Another nuance between these winemaking processes surfaced when she noted that “all-natural wines are organic but not all organic wines are natural.” This occurs because while organic winemaking rules are stricter than for non-organic wines, Legeron noted that organic winemakers can use “additives, like yeast, winemaking aids, like fining agents, and processing, like sterile filtration and pasteurization, that would not be allowed at all in natural winemaking.”
Natural and organic wines, admittedly, seem to have a leg up on being healthier than traditional wines, which can add more than 60 different substances to their finished product. Traditional U.S. winemakers, for example, can add up to 350 parts of sulfur dioxide per million. That’s a relatively high level, especially since sulfites are seen as the main culprit when it comes to wine-generated headaches.
Yet whether sulfites or other additives lead to hangovers or headaches for the general masses is uncertain, as some researchers claim the evidence is mixed or nonexistent. Admittedly, a small percentage of consumers are allergic to sulfites, which can have unpleasant consequences. But Associate Professor Marco Costanigro of Colorado State University says his research indicates consumer perception plays a role in sulfites being singled out.
Sulfites might not even be the real cause of wine-drinking hangovers and other problems. “Whenever someone has a negative experience after drinking wine, they attribute it to sulfites, because it’s the compound listed on the label,” Costanigro told Elemental. In fact, research from the University of Florida indicates allergic reactions to sulfites usually cause breathing problems and flushed skin, not headaches. Besides, he adds “Sulfites are used as preservatives in many food items—dried fruit, for example.
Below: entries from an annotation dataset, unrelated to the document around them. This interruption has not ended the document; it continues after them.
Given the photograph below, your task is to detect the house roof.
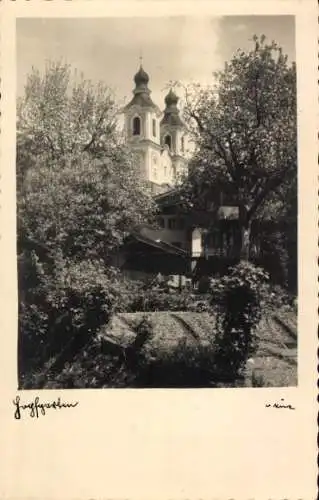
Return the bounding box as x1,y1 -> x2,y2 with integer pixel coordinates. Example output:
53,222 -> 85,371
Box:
127,230 -> 188,257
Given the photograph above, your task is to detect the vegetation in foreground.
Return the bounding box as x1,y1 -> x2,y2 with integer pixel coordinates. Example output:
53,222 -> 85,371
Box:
17,38 -> 297,388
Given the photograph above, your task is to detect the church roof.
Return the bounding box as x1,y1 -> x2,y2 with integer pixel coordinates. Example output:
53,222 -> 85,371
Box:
124,65 -> 159,111
124,92 -> 158,110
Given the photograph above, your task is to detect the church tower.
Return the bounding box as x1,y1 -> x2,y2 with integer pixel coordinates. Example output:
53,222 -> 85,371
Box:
160,89 -> 187,182
124,65 -> 162,184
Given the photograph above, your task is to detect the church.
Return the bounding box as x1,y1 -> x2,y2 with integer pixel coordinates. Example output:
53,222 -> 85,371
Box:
123,65 -> 188,194
113,65 -> 296,287
114,65 -> 245,285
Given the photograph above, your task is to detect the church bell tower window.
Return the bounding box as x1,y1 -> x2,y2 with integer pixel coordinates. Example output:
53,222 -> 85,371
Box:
133,116 -> 141,135
164,134 -> 172,149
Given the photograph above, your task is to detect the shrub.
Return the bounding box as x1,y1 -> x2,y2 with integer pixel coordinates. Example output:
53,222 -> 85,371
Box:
19,252 -> 118,386
212,262 -> 268,382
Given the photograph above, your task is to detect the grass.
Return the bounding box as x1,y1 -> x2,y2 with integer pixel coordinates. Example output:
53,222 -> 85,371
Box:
104,311 -> 297,387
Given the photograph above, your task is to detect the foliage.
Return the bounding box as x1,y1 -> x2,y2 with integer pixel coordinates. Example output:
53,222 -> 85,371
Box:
180,37 -> 297,259
19,253 -> 120,379
212,261 -> 267,381
17,63 -> 155,382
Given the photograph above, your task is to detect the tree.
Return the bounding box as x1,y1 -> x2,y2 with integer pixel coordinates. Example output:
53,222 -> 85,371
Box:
180,36 -> 297,260
17,63 -> 155,382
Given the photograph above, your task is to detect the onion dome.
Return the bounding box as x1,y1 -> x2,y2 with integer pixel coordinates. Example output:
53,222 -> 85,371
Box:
134,65 -> 150,87
124,65 -> 160,113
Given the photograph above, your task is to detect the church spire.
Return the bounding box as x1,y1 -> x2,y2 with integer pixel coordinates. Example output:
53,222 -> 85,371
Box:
161,88 -> 184,127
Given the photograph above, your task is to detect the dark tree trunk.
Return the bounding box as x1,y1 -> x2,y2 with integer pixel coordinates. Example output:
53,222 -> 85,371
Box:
239,207 -> 251,261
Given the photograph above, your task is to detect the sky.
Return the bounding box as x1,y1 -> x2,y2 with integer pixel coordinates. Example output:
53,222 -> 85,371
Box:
17,16 -> 295,108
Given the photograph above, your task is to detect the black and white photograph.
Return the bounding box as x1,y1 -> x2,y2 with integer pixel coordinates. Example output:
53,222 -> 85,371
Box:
16,15 -> 298,390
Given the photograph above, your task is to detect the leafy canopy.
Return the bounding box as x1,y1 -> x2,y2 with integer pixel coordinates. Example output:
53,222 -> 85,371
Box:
184,36 -> 297,223
17,63 -> 158,259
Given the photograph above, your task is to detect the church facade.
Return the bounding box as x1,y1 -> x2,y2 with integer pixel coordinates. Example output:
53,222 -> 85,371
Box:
123,66 -> 188,194
120,66 -> 242,286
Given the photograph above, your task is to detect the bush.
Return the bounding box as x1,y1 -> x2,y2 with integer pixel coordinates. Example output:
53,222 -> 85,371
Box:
19,252 -> 118,387
212,262 -> 268,382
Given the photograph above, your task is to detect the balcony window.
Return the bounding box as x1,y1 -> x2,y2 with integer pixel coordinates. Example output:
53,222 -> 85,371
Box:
168,219 -> 176,229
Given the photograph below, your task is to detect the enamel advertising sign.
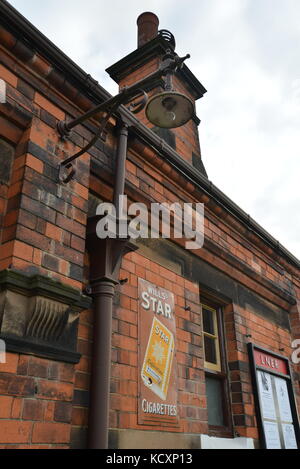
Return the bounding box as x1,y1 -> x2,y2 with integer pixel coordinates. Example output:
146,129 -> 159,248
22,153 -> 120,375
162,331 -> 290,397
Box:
138,279 -> 178,426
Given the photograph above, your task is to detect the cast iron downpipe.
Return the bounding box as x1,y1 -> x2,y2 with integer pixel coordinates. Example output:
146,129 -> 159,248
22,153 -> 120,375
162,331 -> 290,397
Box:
88,122 -> 134,449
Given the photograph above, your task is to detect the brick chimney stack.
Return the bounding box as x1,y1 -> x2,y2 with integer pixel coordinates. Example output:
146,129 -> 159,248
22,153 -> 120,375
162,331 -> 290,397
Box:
137,11 -> 159,48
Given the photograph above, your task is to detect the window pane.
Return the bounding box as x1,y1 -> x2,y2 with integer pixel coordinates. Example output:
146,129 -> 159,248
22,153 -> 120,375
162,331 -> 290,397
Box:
206,377 -> 225,427
202,308 -> 216,335
204,335 -> 218,365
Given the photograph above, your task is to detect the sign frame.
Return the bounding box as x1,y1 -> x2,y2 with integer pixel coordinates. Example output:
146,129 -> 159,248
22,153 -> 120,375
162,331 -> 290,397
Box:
248,343 -> 300,449
138,278 -> 179,429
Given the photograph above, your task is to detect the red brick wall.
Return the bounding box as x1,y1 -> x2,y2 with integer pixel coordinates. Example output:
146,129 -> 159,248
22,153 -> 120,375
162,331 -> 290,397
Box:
0,353 -> 74,449
0,20 -> 300,447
But did you ever hear people complaining about getting headaches from dried fruit?”
The ultimate question confronting natural and organic wines may be their quality. If they’re not any good, doesn’t matter how healthy they are—few, if any, will see their corks popped. Not surprisingly, judging the quality of these wines is tricky, although wine aficionados are quick to note the natural wines can be an acquired taste.
“Given that natural wine is often described as cloudy, funky, and/or barnyard-y, many people assume that it’s always loudly, inherently weird. While natural wine is often unfiltered (that leads to cloudiness) and can veer sharply into funky territory, there’s also lots of natural wine that won’t feel like an acquired taste if you’re used to buying yours at Costco,” Marian Bull noted in Vox.com.
Food&Wine was a bit more direct. “Some natural wines are delicious, and some are just flat-out weird. But the passion behind the movement makes the natural wine world hard to ignore. At their best these wines can be thrilling. Just be ready for unpredictability.”